The crowd of reporters had attracted onlookers. They stared and pointed and asked who it was. This happened to Harper whenever he went out in public. He’d learned how to lip-read his name.
“Do you have any comment on the FBI’s handling of the case?” asked the woman with the wireless microphone.
“No,” Harper snapped.
“Oh, come on, Will, you’ve got to give me something,” said the woman, as if they’d known each other for years. In fact, he’d never seen her before.
Another reporter jostled forward to get in Harper’s face. “Do you concur with the Bureau’s conclusion that Markman is dead?”
“Let’s get out of here,” Harper muttered to Addleman.
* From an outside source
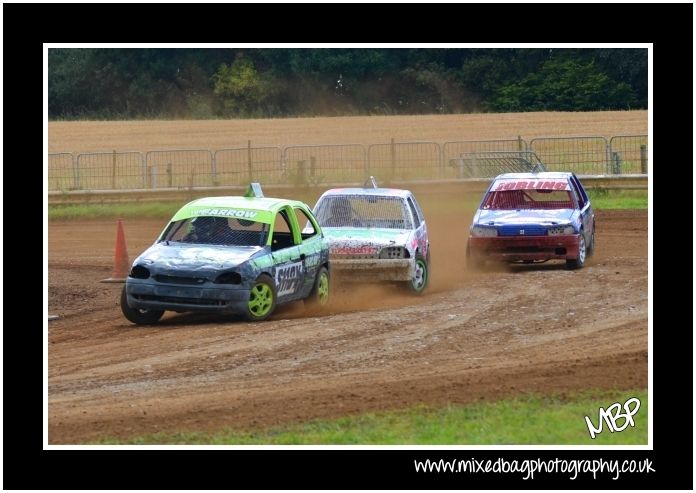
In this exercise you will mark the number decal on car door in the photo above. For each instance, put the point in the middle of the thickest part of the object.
(289, 278)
A reporter stuck the toe of his wingtip shoe in front of a wheel of Addleman’s rolling suitcase to slow them down. Several of the media people were forging ahead to circle around in front of them, to trap them.
“Faster,” Harper whispered to Addleman.
“They’ll be on us at the car rental counter,” Addleman said, gazing around with disbelief at the mass of media and onlookers.
“Forget about the car,” Harper said, picking up speed and causing Addleman to struggle to keep up. “We can rent one at the hotel. Let’s get a cab.”
They pushed their way through the crowd at the carousels, then ran out of the terminal to a cabstand. A cab was letting someone out about a hundred feet beyond the lead taxi in line. Harper and Addleman reached the vehicle just as the driver was closing the trunk lid.